Al-Thani in München festgenommen
Der jahrelange Rechtsstreit um die Familie Al-Thani und den FC Málaga hat eine neue, möglicherweise entscheidende Wendung genommen. Rakan Al-Thani, einer der Söhne von Klub-Mehrheitsaktionär Abdullah Al-Thani und früher selbst Mitglied im Verwaltungsrat des Vereins, ist am Flughafen München festgenommen worden.
Die Festnahme erfolgte bereits am Samstag, 12. September, als der 1994 geborene Katarer einen Flug von München nach Doha besteigen wollte. Bei einer Grenzkontrolle schlug eine internationale Fahndung an.
Nach Angaben von Radio Marca Málaga, Cadena SER und AS handelt es sich zunächst um eine vorläufige Festnahme auf Grundlage einer europäischen Festnahme- und Übergabeanordnung der spanischen Justiz.
Das zuständige Untersuchungsgericht Nummer 14 in Málaga hat inzwischen die Übersetzung des Europäischen Haftbefehls ins Deutsche angeordnet. Die Dokumente müssen nun den deutschen Behörden vorgelegt werden.
Anschließend entscheidet die deutsche Justiz darüber, ob Rakan Al-Thani nach Spanien überstellt wird. Eine automatische oder bereits beschlossene Auslieferung gibt es damit noch nicht.
Verfahren gegen die Familie Al-Thani
Hintergrund ist das seit Jahren laufende Verfahren wegen der früheren Führung des FC Málaga. Gegen Abdullah Al-Thani sowie seine Söhne Rakan, Nasser und Nayef bestehen internationale Haftbefehle.
Ihnen werden unter anderem mutmaßliche Veruntreuung, untreue Verwaltung und missbräuchliche gesellschaftsrechtliche Beschlüsse während ihrer Zeit beim Verein vorgeworfen. Die Staatsanwaltschaft fordert nach bisherigen Angaben für jeden der vier Familienangehörigen 14 Jahre Haft. Es gilt die Unschuldsvermutung.

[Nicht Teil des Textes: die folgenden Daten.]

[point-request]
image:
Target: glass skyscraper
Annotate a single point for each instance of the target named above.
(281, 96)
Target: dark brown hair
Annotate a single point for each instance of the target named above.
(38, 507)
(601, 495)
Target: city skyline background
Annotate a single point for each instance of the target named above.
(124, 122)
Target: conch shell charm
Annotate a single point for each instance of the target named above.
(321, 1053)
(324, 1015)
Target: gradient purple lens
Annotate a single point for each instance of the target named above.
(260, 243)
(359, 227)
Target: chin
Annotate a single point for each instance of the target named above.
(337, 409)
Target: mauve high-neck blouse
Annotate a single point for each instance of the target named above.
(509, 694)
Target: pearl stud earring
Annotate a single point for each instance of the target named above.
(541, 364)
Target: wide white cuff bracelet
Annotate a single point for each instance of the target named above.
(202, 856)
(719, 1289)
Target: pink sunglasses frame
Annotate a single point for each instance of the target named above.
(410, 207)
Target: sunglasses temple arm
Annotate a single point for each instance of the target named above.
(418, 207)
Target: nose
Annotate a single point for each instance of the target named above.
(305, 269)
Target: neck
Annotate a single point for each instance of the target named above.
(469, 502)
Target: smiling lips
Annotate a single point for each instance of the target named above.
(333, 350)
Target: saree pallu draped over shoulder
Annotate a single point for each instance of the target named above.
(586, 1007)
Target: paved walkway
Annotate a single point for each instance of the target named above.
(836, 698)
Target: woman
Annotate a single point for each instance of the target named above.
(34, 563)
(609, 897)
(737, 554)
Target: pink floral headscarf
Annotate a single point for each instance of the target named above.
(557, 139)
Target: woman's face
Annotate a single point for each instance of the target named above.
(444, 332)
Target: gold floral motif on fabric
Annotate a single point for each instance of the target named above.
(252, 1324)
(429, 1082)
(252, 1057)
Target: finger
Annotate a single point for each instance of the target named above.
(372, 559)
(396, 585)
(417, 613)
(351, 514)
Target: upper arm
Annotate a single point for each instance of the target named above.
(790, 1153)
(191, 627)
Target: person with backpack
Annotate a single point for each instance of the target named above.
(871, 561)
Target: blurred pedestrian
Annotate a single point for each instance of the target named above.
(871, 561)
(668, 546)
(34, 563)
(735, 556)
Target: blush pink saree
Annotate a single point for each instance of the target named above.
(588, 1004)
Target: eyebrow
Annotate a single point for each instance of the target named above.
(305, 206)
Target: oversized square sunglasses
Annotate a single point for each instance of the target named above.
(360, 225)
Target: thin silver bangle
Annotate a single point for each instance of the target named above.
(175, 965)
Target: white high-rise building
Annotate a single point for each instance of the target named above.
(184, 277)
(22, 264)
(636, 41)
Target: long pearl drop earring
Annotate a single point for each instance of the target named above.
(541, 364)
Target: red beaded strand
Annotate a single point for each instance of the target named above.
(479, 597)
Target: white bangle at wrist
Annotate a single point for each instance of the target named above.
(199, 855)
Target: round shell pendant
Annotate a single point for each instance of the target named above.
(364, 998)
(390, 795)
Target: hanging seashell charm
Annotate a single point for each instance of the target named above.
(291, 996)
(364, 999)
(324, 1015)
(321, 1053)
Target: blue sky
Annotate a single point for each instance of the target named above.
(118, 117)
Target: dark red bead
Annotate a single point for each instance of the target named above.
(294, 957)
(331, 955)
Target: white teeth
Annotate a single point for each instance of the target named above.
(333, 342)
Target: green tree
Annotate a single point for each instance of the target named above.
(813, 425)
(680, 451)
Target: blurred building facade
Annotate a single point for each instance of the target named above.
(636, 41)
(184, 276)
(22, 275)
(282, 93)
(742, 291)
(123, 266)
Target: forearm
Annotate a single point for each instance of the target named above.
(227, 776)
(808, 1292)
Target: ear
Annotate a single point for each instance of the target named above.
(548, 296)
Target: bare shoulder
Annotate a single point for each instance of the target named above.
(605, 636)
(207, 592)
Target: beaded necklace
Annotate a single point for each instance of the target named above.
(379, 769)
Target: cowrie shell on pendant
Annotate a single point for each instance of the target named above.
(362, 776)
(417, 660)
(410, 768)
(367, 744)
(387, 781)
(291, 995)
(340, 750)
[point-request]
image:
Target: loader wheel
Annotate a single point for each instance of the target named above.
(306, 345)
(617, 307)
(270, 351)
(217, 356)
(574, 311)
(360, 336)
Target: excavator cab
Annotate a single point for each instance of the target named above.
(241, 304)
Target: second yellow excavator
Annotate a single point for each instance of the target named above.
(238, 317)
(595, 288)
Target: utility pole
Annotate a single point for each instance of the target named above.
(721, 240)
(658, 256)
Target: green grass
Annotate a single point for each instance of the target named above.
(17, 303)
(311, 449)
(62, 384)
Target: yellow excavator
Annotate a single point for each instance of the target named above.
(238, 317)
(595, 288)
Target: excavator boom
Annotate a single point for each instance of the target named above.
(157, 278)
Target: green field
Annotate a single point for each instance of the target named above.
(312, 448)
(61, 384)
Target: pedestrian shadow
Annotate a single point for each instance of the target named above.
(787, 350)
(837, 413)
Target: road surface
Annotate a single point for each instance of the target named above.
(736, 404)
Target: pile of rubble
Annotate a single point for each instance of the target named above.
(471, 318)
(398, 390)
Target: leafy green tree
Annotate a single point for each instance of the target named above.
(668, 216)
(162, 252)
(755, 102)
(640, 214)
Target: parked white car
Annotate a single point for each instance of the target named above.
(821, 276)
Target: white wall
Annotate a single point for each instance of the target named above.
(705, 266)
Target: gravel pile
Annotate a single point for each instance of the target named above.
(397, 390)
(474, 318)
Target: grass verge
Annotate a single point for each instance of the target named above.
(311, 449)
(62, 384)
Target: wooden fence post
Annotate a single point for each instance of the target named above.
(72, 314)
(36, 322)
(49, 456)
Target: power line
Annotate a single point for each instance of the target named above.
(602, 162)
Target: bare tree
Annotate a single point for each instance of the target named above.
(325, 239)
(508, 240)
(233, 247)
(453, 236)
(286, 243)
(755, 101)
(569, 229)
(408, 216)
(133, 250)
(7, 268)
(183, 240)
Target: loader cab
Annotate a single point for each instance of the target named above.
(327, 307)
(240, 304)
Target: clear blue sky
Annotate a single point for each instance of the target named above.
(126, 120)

Für den sportlichen Alltag des FC Málaga hat die Festnahme zunächst keine unmittelbaren Auswirkungen. Institutionell ist sie dennoch von großer Bedeutung: Seit Februar 2020 befindet sich der Verein unter gerichtlicher Verwaltung, nachdem Abdullah Al-Thani und seine Söhne von der Klubführung entbunden worden waren.
Mit der Festnahme Rakans greift nun erstmals eine der internationalen Fahndungsmaßnahmen konkret – und bringt damit neue Bewegung in ein Verfahren, das den Klub seit mehr als sechs Jahren begleitet.